正文

YummyCLI：为AI Agent设计的多模态图像生成命令行工具

YummyCLI是一款专为AI Agent和人类用户设计的多模态CLI工具，支持通过Gemini等模型生成和编辑图像，具备结构化JSON输出、安全凭证存储和Agent原生设计等特性。

CLIAI Agent图像生成Gemini多模态自动化JSON输出Skill系统

发布时间 2026/04/12 11:39最近活动 2026/04/12 11:50预计阅读 5 分钟

章节 01

YummyCLI: A Multimodal Image Generation CLI Tool for AI Agents

YummyCLI is an open-source, Agent-native CLI tool designed for both AI Agents and human users. It supports image generation and editing via models like Google Gemini (with plans to expand to Claude, OpenAI, 通义千问, etc.). Key features include structured JSON output, OS-native secure credential storage, and a Skill system that enables AI Agents to call it without extra prompt engineering. It acts as a bridge between AI Agents and multi-modal model services.

章节 02

Background: Challenges for AI Agents in Image Generation

As AI Agents evolve to handle complex tasks, developers face challenges in providing stable, safe, and easy-to-integrate image generation interfaces. Traditional CLIs are optimized for humans, with variable outputs and complex parsing—making them unsuitable for Agents.

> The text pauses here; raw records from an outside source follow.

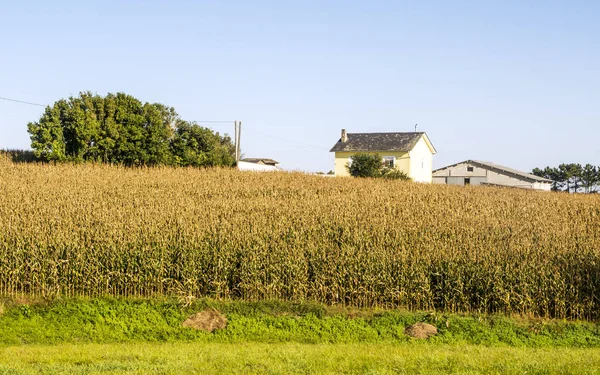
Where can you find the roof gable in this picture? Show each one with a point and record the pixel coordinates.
(373, 142)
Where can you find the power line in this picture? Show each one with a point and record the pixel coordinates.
(21, 101)
(286, 140)
(214, 122)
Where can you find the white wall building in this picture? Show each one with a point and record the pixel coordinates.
(474, 172)
(258, 165)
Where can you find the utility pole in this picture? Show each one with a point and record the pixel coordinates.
(237, 144)
(235, 140)
(238, 132)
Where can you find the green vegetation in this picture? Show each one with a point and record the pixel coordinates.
(365, 164)
(572, 177)
(97, 230)
(120, 129)
(138, 320)
(293, 358)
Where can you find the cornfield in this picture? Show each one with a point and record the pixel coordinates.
(94, 230)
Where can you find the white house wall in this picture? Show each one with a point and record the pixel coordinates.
(421, 162)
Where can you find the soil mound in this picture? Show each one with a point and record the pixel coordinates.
(421, 331)
(207, 320)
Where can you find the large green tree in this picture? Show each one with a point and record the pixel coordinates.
(364, 164)
(119, 128)
(572, 177)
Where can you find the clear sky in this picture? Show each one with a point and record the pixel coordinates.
(511, 82)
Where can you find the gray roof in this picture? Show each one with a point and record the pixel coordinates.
(499, 169)
(266, 161)
(361, 142)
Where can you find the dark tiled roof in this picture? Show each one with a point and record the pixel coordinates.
(261, 160)
(361, 142)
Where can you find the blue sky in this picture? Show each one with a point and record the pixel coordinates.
(511, 82)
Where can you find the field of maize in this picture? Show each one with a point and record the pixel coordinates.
(93, 230)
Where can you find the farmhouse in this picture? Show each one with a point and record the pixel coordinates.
(258, 164)
(473, 172)
(411, 153)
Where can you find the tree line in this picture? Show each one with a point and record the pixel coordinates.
(572, 178)
(120, 129)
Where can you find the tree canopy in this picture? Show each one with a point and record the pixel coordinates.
(572, 177)
(119, 128)
(365, 164)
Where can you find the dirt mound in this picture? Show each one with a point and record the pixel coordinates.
(421, 331)
(207, 320)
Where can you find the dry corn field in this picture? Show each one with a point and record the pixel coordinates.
(94, 230)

YummyCLI addresses this gap by offering an Agent-native design.

章节 03

Core Design Principles: Agent-Native & Secure

YummyCLI's core design focuses on Agent compatibility:

Structured Skill System: Built-in Skill files (e.g., yummy-gen-image in ./skills/) guide Agents on image generation/editing without extra prompts.
Standardized JSON Output: All commands output JSON to stdout, enabling Agents to parse results easily.
OS-Native Credential Storage: API keys are stored in OS keychains (macOS Keychain, Linux Secret Service) to avoid plaintext exposure.

章节 04

Installation & Key Functionalities

Installation:

Via npm: npm install -g @yummysource/yummycli
Agent Skills: npx skills add yummysource/yummycli -y -g (required for Agents). Features:
Two image generation entry points: Human-friendly (gemini nanobanana) and Agent-friendly (image generate --provider gemini).
Supports text-to-image, single/multi-image editing, custom aspect ratios (1:1 to 21:9, including 9:16), resolutions (512 to 4K), and model options (Flash for speed, Pro for quality).
Provider-agnostic: Switch models via --provider flag without code changes.

章节 05

Technical Highlights & Innovation

Security: Credentials are stored in OS-native keychains, ensuring encryption and access control. Structured Output: JSON output for all commands (success/failure) allows Agents to reliably parse results and chain tools. Skill System: Skill files define usage rules, security policies, and output contracts—enabling Agents to call YummyCLI like a function, reducing integration complexity.

章节 06

Application Scenarios

YummyCLI is useful in:

AI Agent Workflows: Content creation Agents can generate images, parse JSON outputs, and integrate them into products.
Batch Processing: Ideal for e-commerce product images or social media posts via shell scripts/CI/CD.
Multi-Modal App Development: Developers can integrate it via subprocess calls, avoiding direct API handling.

章节 07

Future Outlook & Conclusion

Current Status: Active development with stable core features. Future Plans: Expand to more providers (Claude, OpenAI, 通义千问), add video generation, and enhance the Skill ecosystem. Conclusion: YummyCLI represents a new CLI paradigm—optimized for both humans and AI Agents. It simplifies image generation for developers and provides a reliable interface for Agents, bridging AI capabilities to real-world applications.